Citation Concentration Comparison Example: Researcher A vs. Researcher B
| Metric | Researcher A | Researcher B |
|------------------|--------------|--------------|
| Total Papers | 30 | 30 |
| h-index | 15 | 15 |
| g-index | 25 | 18 |
| e-index | 45.6 | 12.5 |
| h_coverage | 75% | 48% |
| g_coverage | 90% | 60% |
| star_count | 5 | 1 |
In this example, Researcher A relies heavily on a small set of highly cited papers. Their g-index and e-index are much higher than their h-index, and their h_coverage and g_coverage suggest most of their impact is concentrated in a few papers. Researcher B has a more balanced citation profile, indicating broader, more consistent scholarly impact.
3. Self-Citation & Citation Cartels
Not all citations carry the same weight. If a significant portion of your citations come from yourself or a tight-knit group of collaborators who frequently cite one another, your metrics may be artificially inflated even if unintentionally.
This kind of citation behaviour can distort your perceived impact and raises questions about academic integrity, especially when it becomes habitual or strategic.
Key Checks & Metrics:
- Manual Inspection for Self-Citations: Web of Science (WoS) and Scopus both provide tools to calculate your citation metrics with and without self-citations. In WoS, you can view your Author Record or Citation Report and select the option to exclude self-citations, which updates your citation counts and h-index accordingly. In Scopus, use the Citation Overview tool in your author profile and uncheck the “Include self-citations” box to instantly see adjusted metrics. You can also use the following tool for more in-depth analysis: https://github.com/mattrosenblatt7/self_citation (needs Scopus API Access).

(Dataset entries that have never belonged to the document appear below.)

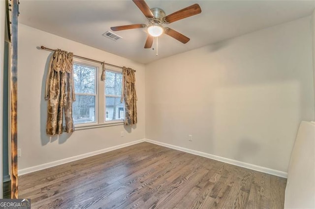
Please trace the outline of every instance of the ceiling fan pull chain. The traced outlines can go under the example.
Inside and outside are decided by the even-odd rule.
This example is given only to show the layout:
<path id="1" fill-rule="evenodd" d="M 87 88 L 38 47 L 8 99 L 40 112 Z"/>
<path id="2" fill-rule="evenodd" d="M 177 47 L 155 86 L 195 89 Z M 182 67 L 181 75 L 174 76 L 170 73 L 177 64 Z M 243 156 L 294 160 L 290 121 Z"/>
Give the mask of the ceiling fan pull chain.
<path id="1" fill-rule="evenodd" d="M 156 54 L 156 55 L 157 56 L 158 56 L 158 37 L 157 37 L 157 54 Z"/>

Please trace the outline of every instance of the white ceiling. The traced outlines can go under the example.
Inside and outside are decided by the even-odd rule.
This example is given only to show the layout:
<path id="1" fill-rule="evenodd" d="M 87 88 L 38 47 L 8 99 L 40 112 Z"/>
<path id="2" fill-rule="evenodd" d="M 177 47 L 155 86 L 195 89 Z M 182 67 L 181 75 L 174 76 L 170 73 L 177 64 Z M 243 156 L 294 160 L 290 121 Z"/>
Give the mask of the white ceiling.
<path id="1" fill-rule="evenodd" d="M 314 1 L 147 0 L 166 15 L 195 3 L 201 14 L 167 26 L 190 38 L 186 44 L 163 34 L 156 50 L 144 49 L 144 29 L 116 31 L 117 42 L 102 34 L 110 27 L 147 24 L 146 18 L 131 0 L 20 0 L 20 23 L 141 63 L 188 51 L 265 27 L 310 15 Z M 54 48 L 43 43 L 47 47 Z M 153 47 L 156 48 L 156 43 Z M 75 52 L 74 52 L 75 53 Z"/>

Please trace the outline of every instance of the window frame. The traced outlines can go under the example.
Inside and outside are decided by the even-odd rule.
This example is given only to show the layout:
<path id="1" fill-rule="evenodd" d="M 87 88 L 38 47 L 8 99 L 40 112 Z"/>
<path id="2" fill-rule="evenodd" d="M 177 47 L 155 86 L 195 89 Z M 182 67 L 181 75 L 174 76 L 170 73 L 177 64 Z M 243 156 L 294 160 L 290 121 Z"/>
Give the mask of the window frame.
<path id="1" fill-rule="evenodd" d="M 102 66 L 100 63 L 91 62 L 83 59 L 78 58 L 73 58 L 73 64 L 85 65 L 89 67 L 96 68 L 95 73 L 95 122 L 83 123 L 74 124 L 74 128 L 76 130 L 83 129 L 94 129 L 96 128 L 105 127 L 107 126 L 123 125 L 124 124 L 124 119 L 118 119 L 112 121 L 106 121 L 106 95 L 105 94 L 105 80 L 101 80 L 102 74 Z M 122 69 L 114 68 L 105 67 L 105 70 L 113 73 L 122 73 Z M 76 93 L 76 95 L 89 95 L 90 94 Z M 91 94 L 91 96 L 92 94 Z M 110 96 L 110 95 L 107 95 Z M 124 104 L 125 106 L 125 104 Z M 124 108 L 125 112 L 125 107 Z M 125 114 L 125 112 L 124 112 Z M 105 115 L 105 117 L 104 117 Z"/>
<path id="2" fill-rule="evenodd" d="M 113 70 L 113 68 L 109 68 L 109 69 L 105 69 L 105 74 L 106 74 L 106 71 L 108 71 L 110 72 L 112 72 L 112 73 L 117 73 L 117 74 L 122 74 L 123 73 L 123 70 L 122 69 L 120 69 L 120 70 Z M 123 82 L 123 81 L 122 80 L 122 82 Z M 104 111 L 107 111 L 106 110 L 106 97 L 116 97 L 117 98 L 119 98 L 120 100 L 120 98 L 122 97 L 120 95 L 115 95 L 115 94 L 106 94 L 106 90 L 105 90 L 105 88 L 106 86 L 105 85 L 105 82 L 104 83 L 104 101 L 105 101 L 104 104 Z M 123 85 L 122 85 L 122 88 L 123 88 Z M 125 116 L 125 104 L 124 103 L 124 102 L 123 102 L 123 107 L 124 107 L 124 115 Z M 115 111 L 115 110 L 114 110 Z M 117 121 L 123 121 L 123 122 L 124 122 L 125 120 L 124 119 L 122 119 L 121 118 L 119 117 L 118 118 L 118 119 L 117 119 L 116 120 L 109 120 L 109 121 L 106 121 L 106 115 L 105 117 L 104 117 L 104 121 L 105 123 L 107 123 L 107 122 L 112 122 L 112 123 L 115 123 L 115 122 L 117 122 Z"/>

- Cites_Author (i.e., total Citations / Unique Co-authors): If this number is unusually low, it may suggest that your citations are being generated mostly within a small, closed collaboration group.
- Cites_Author_Year (Citations per co-author per year i.e., Total Citations / (Unique Authors × Years)): A high value, especially early in your career, can indicate rapid citation growth fueled by self-citation or reciprocal citing among a small inner circle. Compare this to peers with similar career lengths and publication counts to contextualize it.
| Metric | Researcher A | Researcher B |
|--------------------|---------------|---------------|
| Total Citations | 1,200 | 1,100 |
| Self-Citations. | 420 (35%) | 55 (5%) |
| h-index | 16 | 15 |
| h-index(Excl. Self)| 10 | 14 |
| Cites_Author | 15.0 | 55.0 |
| Cites_Author_Year | 2.1 | 0.6 |
| Unique Co-authors | 80 | 20 |
| Years Active | 8 | 10 |
In this example, Researcher A appears more cited overall, but 35% of those citations are self-citations. When self-cites are excluded, their h-index drops from 16 to 10. Cites_Author and Cites_Author_Year also indicate dense intra-group citation activity, likely from a tight collaborator circle. Researcher B has slightly fewer total citations, but their h-index remains stable when self-citations are excluded, suggesting greater external recognition and a more balanced citation profile.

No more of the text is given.